New Zealand’s last four wickets added 148, with Blundell being dropped by a diving Ben Foakes on 117 and England’s frustration was summed up when Tickner was found by TV to have got the faintest of edges to Broad only for Stokes not to review Dar’s not out call.

That frustration could not overshadow what is a considerable achievement by England’s great old warriors.

Their careers looked over when Andrew Strauss made the controversial call to leave both of them out of England’s ‘red-ball re-set’ under Joe Root and Chris Silverwood in the Caribbean last year.

But Stokes wanted them back as soon as he took over at the start of last summer and they have fully bought in to England’s new methods, attacking like never before and never ‘bowling dry’, to again become integral parts of the side.

There certainly seems no end in sight for them just yet now.
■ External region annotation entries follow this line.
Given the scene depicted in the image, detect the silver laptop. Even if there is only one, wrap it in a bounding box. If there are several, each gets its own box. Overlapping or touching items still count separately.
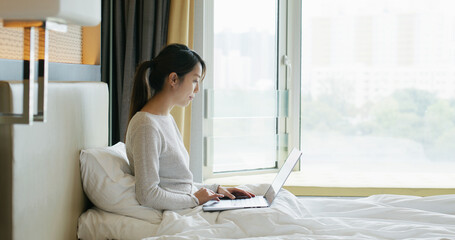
[202,148,302,212]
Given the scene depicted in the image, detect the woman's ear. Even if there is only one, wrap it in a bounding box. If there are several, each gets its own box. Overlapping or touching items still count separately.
[169,72,179,87]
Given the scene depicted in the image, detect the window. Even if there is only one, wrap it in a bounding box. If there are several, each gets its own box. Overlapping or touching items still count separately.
[192,0,296,175]
[194,0,455,192]
[301,0,455,187]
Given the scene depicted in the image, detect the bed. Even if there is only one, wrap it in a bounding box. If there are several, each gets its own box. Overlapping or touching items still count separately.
[0,82,455,240]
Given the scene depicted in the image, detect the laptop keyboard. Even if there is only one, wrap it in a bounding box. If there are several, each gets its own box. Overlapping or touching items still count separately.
[231,197,264,207]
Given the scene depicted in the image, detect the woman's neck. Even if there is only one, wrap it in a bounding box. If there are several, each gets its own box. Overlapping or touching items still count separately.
[141,92,174,116]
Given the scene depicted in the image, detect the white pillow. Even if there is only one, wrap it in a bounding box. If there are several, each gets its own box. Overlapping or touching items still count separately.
[80,142,162,223]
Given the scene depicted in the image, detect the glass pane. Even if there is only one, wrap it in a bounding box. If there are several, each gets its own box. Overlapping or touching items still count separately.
[206,135,278,172]
[205,89,289,118]
[301,0,455,188]
[206,0,281,172]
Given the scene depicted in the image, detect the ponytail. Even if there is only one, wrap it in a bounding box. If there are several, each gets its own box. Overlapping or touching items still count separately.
[128,43,206,122]
[128,60,154,122]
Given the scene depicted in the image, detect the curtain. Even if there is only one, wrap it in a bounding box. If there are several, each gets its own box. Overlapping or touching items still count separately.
[167,0,194,152]
[101,0,170,144]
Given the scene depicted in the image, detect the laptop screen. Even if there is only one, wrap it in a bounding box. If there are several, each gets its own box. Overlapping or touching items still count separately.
[265,148,302,205]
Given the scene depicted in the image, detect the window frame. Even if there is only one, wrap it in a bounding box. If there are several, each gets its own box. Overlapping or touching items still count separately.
[190,0,301,182]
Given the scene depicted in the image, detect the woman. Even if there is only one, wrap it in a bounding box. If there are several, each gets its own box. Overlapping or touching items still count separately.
[125,44,254,210]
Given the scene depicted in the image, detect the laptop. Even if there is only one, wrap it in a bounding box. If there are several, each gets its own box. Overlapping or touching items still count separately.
[202,148,302,212]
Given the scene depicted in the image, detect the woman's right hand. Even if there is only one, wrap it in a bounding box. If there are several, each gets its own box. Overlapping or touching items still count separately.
[194,188,224,205]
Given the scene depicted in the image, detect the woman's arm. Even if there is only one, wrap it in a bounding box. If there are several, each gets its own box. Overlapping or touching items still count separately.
[129,125,199,210]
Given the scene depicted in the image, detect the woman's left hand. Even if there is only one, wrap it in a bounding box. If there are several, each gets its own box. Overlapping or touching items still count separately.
[218,186,255,199]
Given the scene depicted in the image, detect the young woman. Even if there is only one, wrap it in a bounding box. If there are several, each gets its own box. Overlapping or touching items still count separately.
[125,44,254,210]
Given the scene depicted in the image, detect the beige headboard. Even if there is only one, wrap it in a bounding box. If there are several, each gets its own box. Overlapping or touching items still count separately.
[0,81,109,240]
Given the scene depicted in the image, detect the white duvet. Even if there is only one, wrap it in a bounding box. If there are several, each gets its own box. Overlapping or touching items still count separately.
[78,185,455,240]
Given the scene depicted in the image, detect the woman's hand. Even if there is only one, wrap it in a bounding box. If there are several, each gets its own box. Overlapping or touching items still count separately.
[194,188,224,205]
[217,186,255,199]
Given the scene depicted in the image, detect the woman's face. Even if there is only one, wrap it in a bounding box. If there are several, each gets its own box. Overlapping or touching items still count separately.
[176,63,202,107]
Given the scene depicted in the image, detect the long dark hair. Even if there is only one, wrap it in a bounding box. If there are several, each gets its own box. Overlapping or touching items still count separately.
[129,44,206,120]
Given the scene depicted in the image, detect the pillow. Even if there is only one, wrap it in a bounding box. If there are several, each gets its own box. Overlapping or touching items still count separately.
[80,142,162,223]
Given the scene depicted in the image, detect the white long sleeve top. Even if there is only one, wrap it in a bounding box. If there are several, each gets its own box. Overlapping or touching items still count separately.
[126,112,218,210]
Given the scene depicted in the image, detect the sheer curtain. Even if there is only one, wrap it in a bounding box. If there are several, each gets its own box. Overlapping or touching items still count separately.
[101,0,170,144]
[167,0,194,151]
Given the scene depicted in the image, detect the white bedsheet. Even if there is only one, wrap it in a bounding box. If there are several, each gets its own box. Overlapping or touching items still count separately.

Anderson, remarkably, took a Test wicket for the 21st calendar year running when he dismissed Kane Williamson on day one and will not only feature in this year’s Ashes but maybe the next away one too.

Broad came in to bat as England's 'nighthawk', but was fortunate that bowler Scott Kuggeleijn (pictured) did not go for a simple return catch in the closing stages of the day's play

Broad came in to bat as England’s ‘nighthawk’, but was fortunate that bowler Scott Kuggeleijn (pictured) did not go for a simple return catch in the closing stages of the day’s play

Broad, who has taken 476 of those 1,001 together to Anderson’s 525, could conceivably have retired after his home Test against New Zealand at Trent Bridge last year but now he too has shelved any thoughts he had of heading to the commentary box.

‘It’s a lot of wickets, isn’t it?’ said Broad, speaking on BT before play. ‘It’s really special and the way Jimmy is bowling I don’t think there’s any stopping him. It’s been wonderful to be out there seeing the ball nip across left-handers like he’s been doing for years and it’s been a pleasure to bowl at the other end to him.’

The pair will have jobs to do when they bowl again here beyond breaking McGrath and Warne’s record but for now they can reflect yet again on extraordinary careers.

And England will continue enjoying them while they have them rather than hurrying them towards the exit door.